Brazil court sets new Varig auction over creditor objections
A Brazilian bankruptcy judge ignored objections from some creditors to a restructuring plan for troubled Varig airline and set a new auction date.
Judge Roberto Ayoub concluded that the auction could go ahead on Thursday despite opposition from leasing companies that had rejected a proposed restructuring plan and buyout offer at a creditors' meeting on Monday.
The judge rejected votes representing General Electric Aviation Services, which had already sold its shares to JP Morgan, and so was no longer a creditor, he said.

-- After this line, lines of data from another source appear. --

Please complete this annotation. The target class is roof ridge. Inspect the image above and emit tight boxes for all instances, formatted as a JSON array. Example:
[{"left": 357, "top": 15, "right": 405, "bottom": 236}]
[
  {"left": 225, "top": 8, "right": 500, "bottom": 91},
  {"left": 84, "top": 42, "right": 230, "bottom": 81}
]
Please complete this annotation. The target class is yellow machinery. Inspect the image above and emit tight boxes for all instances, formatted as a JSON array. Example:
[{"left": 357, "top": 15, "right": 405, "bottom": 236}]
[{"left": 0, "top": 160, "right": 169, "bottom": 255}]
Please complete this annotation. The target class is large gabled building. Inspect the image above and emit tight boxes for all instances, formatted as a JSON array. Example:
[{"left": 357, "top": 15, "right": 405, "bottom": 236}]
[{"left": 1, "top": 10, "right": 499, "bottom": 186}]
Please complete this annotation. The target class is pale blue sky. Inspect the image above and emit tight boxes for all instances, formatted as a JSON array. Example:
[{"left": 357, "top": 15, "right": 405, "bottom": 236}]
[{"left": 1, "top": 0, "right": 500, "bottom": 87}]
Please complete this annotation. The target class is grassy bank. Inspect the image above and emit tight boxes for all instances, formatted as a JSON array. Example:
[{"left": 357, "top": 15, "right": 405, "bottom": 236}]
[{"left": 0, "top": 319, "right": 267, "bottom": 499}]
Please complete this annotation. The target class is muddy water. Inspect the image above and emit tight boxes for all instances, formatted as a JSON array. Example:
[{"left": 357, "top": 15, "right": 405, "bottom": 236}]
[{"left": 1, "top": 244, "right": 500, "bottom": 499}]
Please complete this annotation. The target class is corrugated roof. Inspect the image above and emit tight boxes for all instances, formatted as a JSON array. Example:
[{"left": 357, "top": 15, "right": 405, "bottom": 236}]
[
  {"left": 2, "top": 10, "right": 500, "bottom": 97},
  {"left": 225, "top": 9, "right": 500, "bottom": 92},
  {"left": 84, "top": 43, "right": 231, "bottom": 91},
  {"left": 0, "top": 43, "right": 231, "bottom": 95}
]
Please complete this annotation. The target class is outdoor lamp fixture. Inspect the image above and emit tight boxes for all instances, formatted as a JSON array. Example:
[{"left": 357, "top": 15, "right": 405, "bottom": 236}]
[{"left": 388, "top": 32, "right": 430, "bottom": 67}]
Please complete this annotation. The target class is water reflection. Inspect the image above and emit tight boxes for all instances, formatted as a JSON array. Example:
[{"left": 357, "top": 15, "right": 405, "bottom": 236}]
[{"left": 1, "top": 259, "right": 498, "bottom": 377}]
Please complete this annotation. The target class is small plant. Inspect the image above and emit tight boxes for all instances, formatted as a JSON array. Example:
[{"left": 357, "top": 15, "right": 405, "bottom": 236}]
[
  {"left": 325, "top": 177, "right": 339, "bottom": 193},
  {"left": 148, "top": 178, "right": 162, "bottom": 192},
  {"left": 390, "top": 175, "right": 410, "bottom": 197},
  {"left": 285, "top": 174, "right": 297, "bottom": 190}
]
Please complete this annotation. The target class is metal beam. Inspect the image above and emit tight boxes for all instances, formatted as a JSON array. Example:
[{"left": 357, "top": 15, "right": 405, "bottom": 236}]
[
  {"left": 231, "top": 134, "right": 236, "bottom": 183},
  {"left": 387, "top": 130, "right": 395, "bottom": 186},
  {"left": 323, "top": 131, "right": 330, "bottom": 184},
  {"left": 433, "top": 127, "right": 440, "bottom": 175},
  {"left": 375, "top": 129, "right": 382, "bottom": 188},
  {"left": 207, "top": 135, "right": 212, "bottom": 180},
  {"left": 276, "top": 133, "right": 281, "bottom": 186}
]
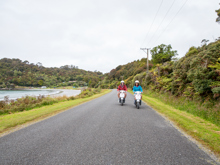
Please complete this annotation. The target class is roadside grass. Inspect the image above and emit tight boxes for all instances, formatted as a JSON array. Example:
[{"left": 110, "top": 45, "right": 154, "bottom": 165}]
[
  {"left": 128, "top": 89, "right": 220, "bottom": 158},
  {"left": 0, "top": 89, "right": 111, "bottom": 134},
  {"left": 143, "top": 89, "right": 220, "bottom": 127}
]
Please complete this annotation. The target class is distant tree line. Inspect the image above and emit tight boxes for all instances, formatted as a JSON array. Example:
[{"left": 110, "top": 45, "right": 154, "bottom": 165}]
[{"left": 0, "top": 58, "right": 103, "bottom": 88}]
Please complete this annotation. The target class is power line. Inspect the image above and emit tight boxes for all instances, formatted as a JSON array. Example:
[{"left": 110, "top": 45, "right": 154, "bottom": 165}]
[
  {"left": 147, "top": 0, "right": 176, "bottom": 46},
  {"left": 151, "top": 0, "right": 189, "bottom": 47},
  {"left": 140, "top": 0, "right": 163, "bottom": 47}
]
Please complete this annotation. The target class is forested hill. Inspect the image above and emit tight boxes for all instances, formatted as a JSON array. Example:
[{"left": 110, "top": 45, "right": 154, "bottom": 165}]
[
  {"left": 101, "top": 58, "right": 153, "bottom": 89},
  {"left": 0, "top": 58, "right": 103, "bottom": 88},
  {"left": 102, "top": 40, "right": 220, "bottom": 101}
]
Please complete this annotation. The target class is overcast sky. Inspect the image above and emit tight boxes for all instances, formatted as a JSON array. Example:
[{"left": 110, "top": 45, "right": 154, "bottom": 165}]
[{"left": 0, "top": 0, "right": 220, "bottom": 73}]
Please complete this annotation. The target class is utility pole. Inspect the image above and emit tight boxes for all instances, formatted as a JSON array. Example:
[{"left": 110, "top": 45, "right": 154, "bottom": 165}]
[{"left": 140, "top": 48, "right": 150, "bottom": 73}]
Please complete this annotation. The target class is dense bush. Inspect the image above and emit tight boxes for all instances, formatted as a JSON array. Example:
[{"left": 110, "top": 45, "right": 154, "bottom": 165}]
[{"left": 142, "top": 40, "right": 220, "bottom": 101}]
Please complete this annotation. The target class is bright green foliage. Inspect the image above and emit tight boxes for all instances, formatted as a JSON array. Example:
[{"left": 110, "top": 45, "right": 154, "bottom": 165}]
[
  {"left": 151, "top": 44, "right": 177, "bottom": 64},
  {"left": 209, "top": 58, "right": 220, "bottom": 70},
  {"left": 38, "top": 80, "right": 44, "bottom": 86},
  {"left": 186, "top": 46, "right": 198, "bottom": 57},
  {"left": 0, "top": 58, "right": 103, "bottom": 88},
  {"left": 212, "top": 87, "right": 220, "bottom": 94}
]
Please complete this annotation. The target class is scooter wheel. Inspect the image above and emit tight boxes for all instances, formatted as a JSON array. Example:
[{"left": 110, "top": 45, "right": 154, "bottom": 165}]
[{"left": 137, "top": 103, "right": 140, "bottom": 109}]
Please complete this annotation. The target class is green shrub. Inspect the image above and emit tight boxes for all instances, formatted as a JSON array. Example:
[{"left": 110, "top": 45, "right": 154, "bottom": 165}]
[
  {"left": 186, "top": 46, "right": 198, "bottom": 57},
  {"left": 193, "top": 79, "right": 212, "bottom": 94},
  {"left": 212, "top": 87, "right": 220, "bottom": 94}
]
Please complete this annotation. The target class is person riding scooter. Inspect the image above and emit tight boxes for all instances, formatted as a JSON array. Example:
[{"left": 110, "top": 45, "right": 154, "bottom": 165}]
[
  {"left": 133, "top": 80, "right": 143, "bottom": 105},
  {"left": 117, "top": 80, "right": 127, "bottom": 102}
]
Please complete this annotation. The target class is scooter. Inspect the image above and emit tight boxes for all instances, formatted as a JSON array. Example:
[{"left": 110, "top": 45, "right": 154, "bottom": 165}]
[
  {"left": 119, "top": 90, "right": 126, "bottom": 106},
  {"left": 134, "top": 91, "right": 142, "bottom": 109}
]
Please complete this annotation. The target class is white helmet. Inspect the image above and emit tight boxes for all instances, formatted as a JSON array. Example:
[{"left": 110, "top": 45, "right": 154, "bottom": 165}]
[
  {"left": 135, "top": 80, "right": 139, "bottom": 83},
  {"left": 121, "top": 80, "right": 125, "bottom": 83}
]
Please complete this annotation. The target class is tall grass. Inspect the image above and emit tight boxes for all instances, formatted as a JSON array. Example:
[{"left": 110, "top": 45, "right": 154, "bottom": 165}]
[
  {"left": 0, "top": 88, "right": 101, "bottom": 115},
  {"left": 143, "top": 89, "right": 220, "bottom": 126}
]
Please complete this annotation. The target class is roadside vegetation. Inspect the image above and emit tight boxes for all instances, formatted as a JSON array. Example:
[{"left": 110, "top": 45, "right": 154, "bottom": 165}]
[
  {"left": 0, "top": 88, "right": 102, "bottom": 115},
  {"left": 143, "top": 89, "right": 220, "bottom": 126},
  {"left": 0, "top": 88, "right": 110, "bottom": 134}
]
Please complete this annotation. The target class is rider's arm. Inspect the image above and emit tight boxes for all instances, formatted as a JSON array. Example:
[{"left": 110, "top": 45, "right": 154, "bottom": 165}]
[
  {"left": 140, "top": 86, "right": 143, "bottom": 93},
  {"left": 125, "top": 85, "right": 128, "bottom": 91}
]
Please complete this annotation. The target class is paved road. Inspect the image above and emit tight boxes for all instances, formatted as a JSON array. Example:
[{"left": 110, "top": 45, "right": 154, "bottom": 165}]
[{"left": 0, "top": 90, "right": 218, "bottom": 165}]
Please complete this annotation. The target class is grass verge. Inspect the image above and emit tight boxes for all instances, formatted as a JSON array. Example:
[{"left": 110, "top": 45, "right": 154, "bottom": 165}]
[
  {"left": 0, "top": 89, "right": 111, "bottom": 135},
  {"left": 128, "top": 90, "right": 220, "bottom": 159},
  {"left": 144, "top": 89, "right": 220, "bottom": 126}
]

The new auction had been postponed so that Deloitte consultants could study the almost half-a-billion-dollar offer from Volo do Brasil, a US-Brazilian consortium, for the carrier. The consortium includes US investment fund Matlin Patterson and Brazilian investors.
The court previously ruled that Volo's offer was more promising than the prospect of liquidating the company.
Varig has been operating under bankruptcy protection since June 2005. Ayoub previously canceled the ailing airline's sale to a group of Varig employees after the bidder failed to make a 75-million-dollar deposit on time.
Volo do Brasil had deposited 20 million dollars with the court, which kept the carrier flying.
More than half of Varig's domestic and international flights have been canceled for nearly a month.
The airline, Brazil's biggest international carrier, is saddled with more than three billion dollars in debt and is on the brink of collapse.
The last time Varig turned a profit was in 1995. It still controls 60 percent of Brazil's international routes, to 21 foreign destinations. But rivals Tam and Gol have now left Varig with only 16 percent of the domestic market.